We’ve all been there, usually someplace in Oklahoma. You’re off on last-minute business or visiting relatives, and the only place left in town to stay is a cut-rate chain hotel where the amenities list ends at “Irons available at front desk.”
With a little advance warning—and yes, a little budget—you can make even the dumpiest hotel into a home-away-from-home.
At fancy hotels, you’ve got to deal with the cold marble of the luxury bath. In other places, you’re dealing with carpet the shade of old bus upholstery. Better bring some slippers. The minimalist-chic Muji makes comfy ones, and they aren’t so expensive (from $6) that you’ll be heartbroken if you lose them under the bed. Or feel the need to burn them.
If the sheets feel like sandpaper—or you’re concerned that when the sheets are changed they are merely changed from room to room—consider bringing your own. A full set of Frette is impractical, but you can rest easy with a Silksak ($58 for single, $115 double). Although designed as a sleeping bag liner, it’s pure sumptuous silk that works just as well in dodgy lodgings.
You can set up your own media server, Wi-Fi network, and photo library with the HooToo Tripmate ($44). It will stream movies and music from any connected USB storage to all your personal devices, as well as to smart TVs and TV sticks like Chromecast, should your motel TV have a USB port. Because it only weighs half a pound, it’s worth carrying just as a portable router and power bank.
It may look like a can, but the JBL Charge 2+ ($120) is one of the few inexpensive Bluetooth speakers that doesn’t sound tinny, thanks to “dual external passive radiators,” which can bring the bass. It’s splashproof, in case you want to use it in the shower, and it has a speakerphone mode, in case you want to have a conference call from the shower.
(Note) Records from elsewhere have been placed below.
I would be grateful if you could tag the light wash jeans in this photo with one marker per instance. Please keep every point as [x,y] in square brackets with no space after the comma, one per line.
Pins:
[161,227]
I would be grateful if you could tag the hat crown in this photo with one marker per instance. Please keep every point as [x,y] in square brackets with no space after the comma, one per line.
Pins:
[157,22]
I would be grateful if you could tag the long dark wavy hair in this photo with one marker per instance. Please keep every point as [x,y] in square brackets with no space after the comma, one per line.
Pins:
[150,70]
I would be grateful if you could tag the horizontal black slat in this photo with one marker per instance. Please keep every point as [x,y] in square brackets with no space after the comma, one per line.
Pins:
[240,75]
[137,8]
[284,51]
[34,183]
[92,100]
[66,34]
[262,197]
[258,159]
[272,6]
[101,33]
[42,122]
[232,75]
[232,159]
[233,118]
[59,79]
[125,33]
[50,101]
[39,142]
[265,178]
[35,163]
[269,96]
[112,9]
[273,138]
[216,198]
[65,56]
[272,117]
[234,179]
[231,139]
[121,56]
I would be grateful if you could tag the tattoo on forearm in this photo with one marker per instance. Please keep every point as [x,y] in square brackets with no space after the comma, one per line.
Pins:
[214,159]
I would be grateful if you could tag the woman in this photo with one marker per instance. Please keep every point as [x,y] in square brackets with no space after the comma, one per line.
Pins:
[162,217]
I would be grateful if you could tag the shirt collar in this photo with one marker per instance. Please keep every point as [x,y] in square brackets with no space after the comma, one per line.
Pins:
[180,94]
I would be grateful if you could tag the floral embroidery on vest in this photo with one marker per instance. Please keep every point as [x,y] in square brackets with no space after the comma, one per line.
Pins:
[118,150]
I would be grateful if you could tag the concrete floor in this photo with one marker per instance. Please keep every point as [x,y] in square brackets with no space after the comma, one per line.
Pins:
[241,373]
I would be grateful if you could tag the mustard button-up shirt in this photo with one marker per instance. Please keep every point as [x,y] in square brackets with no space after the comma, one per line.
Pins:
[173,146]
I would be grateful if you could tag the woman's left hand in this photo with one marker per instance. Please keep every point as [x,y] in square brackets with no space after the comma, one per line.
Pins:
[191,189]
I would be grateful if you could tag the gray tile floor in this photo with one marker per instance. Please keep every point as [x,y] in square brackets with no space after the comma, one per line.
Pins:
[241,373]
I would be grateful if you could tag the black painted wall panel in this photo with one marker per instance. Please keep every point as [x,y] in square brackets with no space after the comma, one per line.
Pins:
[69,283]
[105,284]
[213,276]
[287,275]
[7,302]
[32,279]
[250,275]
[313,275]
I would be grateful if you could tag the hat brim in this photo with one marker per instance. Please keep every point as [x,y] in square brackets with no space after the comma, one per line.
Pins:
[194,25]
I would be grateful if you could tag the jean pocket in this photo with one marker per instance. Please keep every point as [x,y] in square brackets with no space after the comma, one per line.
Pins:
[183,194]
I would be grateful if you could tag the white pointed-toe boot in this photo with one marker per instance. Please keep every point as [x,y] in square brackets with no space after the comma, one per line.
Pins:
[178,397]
While you’re in the shower, do yourself the favor of getting a close shave without leaning over a tiny motel sink. The Shavewell shaving mirror ($10) is lightweight, instantly defoggable, and distortion-free. You can also use it to signal passing planes, should it come to that.
Chances are, if a hotel skimped on the towels, it probably skimped on the soundproofing, too. Though some nice silicone or soft foam earplugs may be necessary, you can also drown out noisy neighbors with a white noise app, streamed from your smartphone to the aforementioned speaker. The obviously named White Noise app ($1) serves up loops of atmospheric sounds—including “City Streets,” should you be a Brooklynite trapped somewhere bucolic.
You can pack light and still skip the questionable laundry room; just wash in the sink and hang to dry. Keep your underwear off the upholstery with a travel clothesline ($17). Simply tuck your wet duds into the braided rubber strands, and let the overactive furnace take care of the rest. Half the fun is finding a place to attach it, so pros bring along a cheap carabiner and some zip-ties.
If you are making coffee in your room with hotel provided appliances, it is probably crap, whether you are at the Ritz or Rusty’s E-Z-Rest Motor Lodge. Pack your own beans (which will also keep your clothes smelling fresh), grind them with an ISHSON ceramic burr mill ($17), and then send it through the traveler’s best friend, an AeroPress ($30). You should be boiling the water anyway, so you might as well make good coffee.
When you settle into your hotel home, be sure to bring something subtly scented—perhaps with your own scent. A familiar bar of soap will help, but you’ll be more at home if you’re dressed in some pajamas that you’ve worn a night or two since the last washing. And don’t underestimate the power of a familiar and not-freshly-laundered pillowcase to cover the hotel’s. Stealing your significant other’s as you pack is also a fine idea.